Obama needs Clinton to help ‘heal wounds’

US PRESIDENTIAL contender Barack Obama needs Senator Hillary Clinton in some capacity, his former Irish-born foreign policy adviser said yesterday.

Obama needs Clinton to help ‘heal wounds’

“The image of Senator Clinton, President Clinton and Barack Obama on stage together is going to go an enormous way to thrilling the Democratic base and hopefully healing some of the wounds left after a long and difficult race,” Professor Samantha Power said.

The Pulitzer-prize winning journalist, writer, and academic was speaking in Cork before being conferred with an honorary degree from University College Cork.

Ms Power, whose mother is from Cork, and who left Ireland aged nine, worked as an unpaid foreign policy adviser to Obama for 14 months, before she was forced to resign in March after calling Senator Clinton “a monster”.

But Ms Power heaped praise on Clinton, yesterday, ahead of an expected announcement today that she is withdrawing from the Democratic nomination process: “If anybody was confused about how extraordinary Senator Clinton was before the race started, I think what she displayed throughout this process has been unbelievably impressive in terms of her resilience and policy agenda,” Ms Power said.

“Obama has said she’d be on anybody’s shortlist. But it’s time to step back and see what the best ticket is and how they can work productively.

“This is a decision that’s made on the basis of so many factors — it’s not one you make three days after securing the nomination.”

Ms Power said she would be willing to work again for Obama in the run-up to November’s presidential election.

“I was just a volunteer before my mistake in March. If he wanted me to volunteer in some capacity and I could be useful that would be terrific,” she said.

“Bringing Clinton and Obama supporters together is the priority.

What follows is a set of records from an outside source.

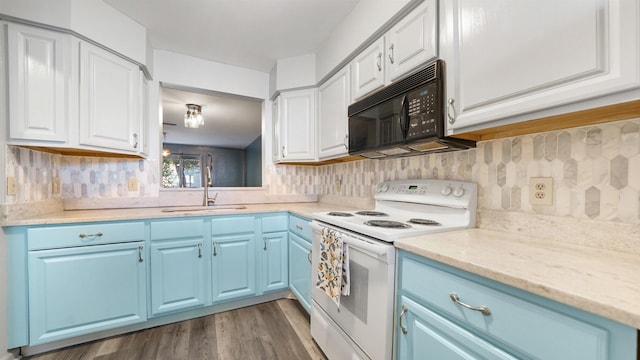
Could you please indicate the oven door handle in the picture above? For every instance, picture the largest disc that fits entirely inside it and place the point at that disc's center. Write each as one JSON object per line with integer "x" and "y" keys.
{"x": 364, "y": 246}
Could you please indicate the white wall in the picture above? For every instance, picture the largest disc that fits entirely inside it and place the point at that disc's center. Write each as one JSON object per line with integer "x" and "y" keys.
{"x": 178, "y": 69}
{"x": 91, "y": 18}
{"x": 363, "y": 21}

It will take time and healing.”

When asked if her possible return could be divisive, she said: “I have tried to make it clear as best I can and as consistently as I can how highly I think of Senator Clinton and always had prior to losing my temper.

“I hope that long record of supporting her and so many of her policy plans speaks for itself.

“I’ll convince my taxi drivers about his merits and try to get them registered to vote, if that’s what’s required, if I’m not a formal part of his campaign, that’s how strongly I feel about this person.”

Ms Power was one of five leading figures in the world of education, philanthropy, health and human rights to receive honorary degrees at UCC yesterday.

Youghal-born educator Dr Patrick Fottrell, the chairman of Science Foundation Ireland, was presented with a Degree of Doctor of Science, consultant geriatrician Dr Michael Hyland, the chairman of the Clinical Research Ethics Committee of the Cork Teaching Hospitals and a leading authority on geriatric medicine, was conferred with Degree of Doctor of Medicine, philanthropist Niall Mellon and Argentina-based human rights activist Pat Rice, from Fermoy, were conferred with Degrees of Doctor of Laws.